Judge on the Virginia Supreme Court of Appeals
- In office October 11, 1822 – February 5, 1834
- In office December 4, 1815 – 1819

Member of the Virginia State Senate representing Spotsylvania, Orange, Culpeper and Madison Counties
- Preceded by: Robert Taylor
- Succeeded by: Robert Mallory

Personal details
- Born: November 9, 1781 Culpeper County, Virginia, United States
- Died: February 4, 1834 (aged 52)
- Resting place: Fairview Cemetery
- Spouse(s): Mary Brown, Million Cooke
- Profession: Law

Military service
- Allegiance: United States
- Rank: Lieutenant
- Battles/wars: War of 1812

= John W. Green (Virginia politician) =

American judge (1781–1834)

John Williams Green (November 9, 1781 – February 4, 1834) was a Virginia lawyer, soldier, plantation owner, politician and judge. He fought in the War of 1812, was elected to the Virginia State Senate, and served for more than ten years as a judge on the Virginia Supreme Court of Appeals.

==Early life and family==
Born in Culpeper County, Virginia, Green was the only son of William Green and Lucy Williams. His grandfather Colonel John Green fought in the American Revolutionary War. John W. Green was educated as a lawyer. Although he was 31 years old, Green volunteered to fight in the War of 1812, serving as a lieutenant in that conflict.

He married twice, first to Mary Brown in 1805 and second to Million Cooke (1785–1842, granddaughter of George Mason) in 1817.

==Political and judicial career==
Green served in the Virginia State Senate from 1815 to 1819, representing Culpeper County and neighboring Spotsylvania, Orange and Madison Counties.

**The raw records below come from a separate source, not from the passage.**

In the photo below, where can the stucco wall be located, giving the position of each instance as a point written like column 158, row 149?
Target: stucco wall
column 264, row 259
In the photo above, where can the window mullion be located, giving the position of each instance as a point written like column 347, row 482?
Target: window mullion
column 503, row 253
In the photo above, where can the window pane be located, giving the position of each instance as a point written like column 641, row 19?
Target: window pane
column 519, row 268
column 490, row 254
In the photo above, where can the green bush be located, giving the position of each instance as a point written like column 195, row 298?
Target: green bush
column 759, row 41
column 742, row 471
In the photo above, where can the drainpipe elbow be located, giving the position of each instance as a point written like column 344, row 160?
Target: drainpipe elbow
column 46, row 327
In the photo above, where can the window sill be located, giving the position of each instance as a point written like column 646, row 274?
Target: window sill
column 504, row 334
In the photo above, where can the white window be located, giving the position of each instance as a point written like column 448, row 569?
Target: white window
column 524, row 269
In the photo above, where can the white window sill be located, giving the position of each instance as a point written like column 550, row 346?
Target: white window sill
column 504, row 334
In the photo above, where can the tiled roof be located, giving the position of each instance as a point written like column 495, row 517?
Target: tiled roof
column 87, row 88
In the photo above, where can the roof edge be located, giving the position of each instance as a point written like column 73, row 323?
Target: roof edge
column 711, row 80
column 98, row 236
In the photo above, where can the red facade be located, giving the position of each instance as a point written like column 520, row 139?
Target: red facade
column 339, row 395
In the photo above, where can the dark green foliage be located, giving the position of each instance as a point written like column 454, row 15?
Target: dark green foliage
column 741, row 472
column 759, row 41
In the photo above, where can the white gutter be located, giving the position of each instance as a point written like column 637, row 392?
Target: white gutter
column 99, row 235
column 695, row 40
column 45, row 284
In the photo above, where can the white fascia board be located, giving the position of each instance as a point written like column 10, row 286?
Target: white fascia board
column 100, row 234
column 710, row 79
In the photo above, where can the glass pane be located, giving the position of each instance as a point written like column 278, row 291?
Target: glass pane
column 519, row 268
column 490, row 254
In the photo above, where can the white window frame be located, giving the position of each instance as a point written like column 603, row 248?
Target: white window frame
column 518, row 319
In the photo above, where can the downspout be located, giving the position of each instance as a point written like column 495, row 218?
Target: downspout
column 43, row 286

He also served as a delegate to the Virginia Constitutional Convention of 1829-1830. In 1830, Judge Green's household consisted of seven white males (four of them boys), three white females (one a girl) and 42 slaves (28 males and 14 females).

Green resigned his part-time senate seat in 1819 upon being elected to the Court of Chancery. Three years later, the legislature elected Green as a judge of the Virginia Supreme Court of Appeals. Green held that position for over ten years, but poor health prevented him from attending sessions of the court during the last two years of his life. As a result, the Virginia General Assembly began considering removing Judge Green from office, before his death on February 4, 1834, made those considerations moot.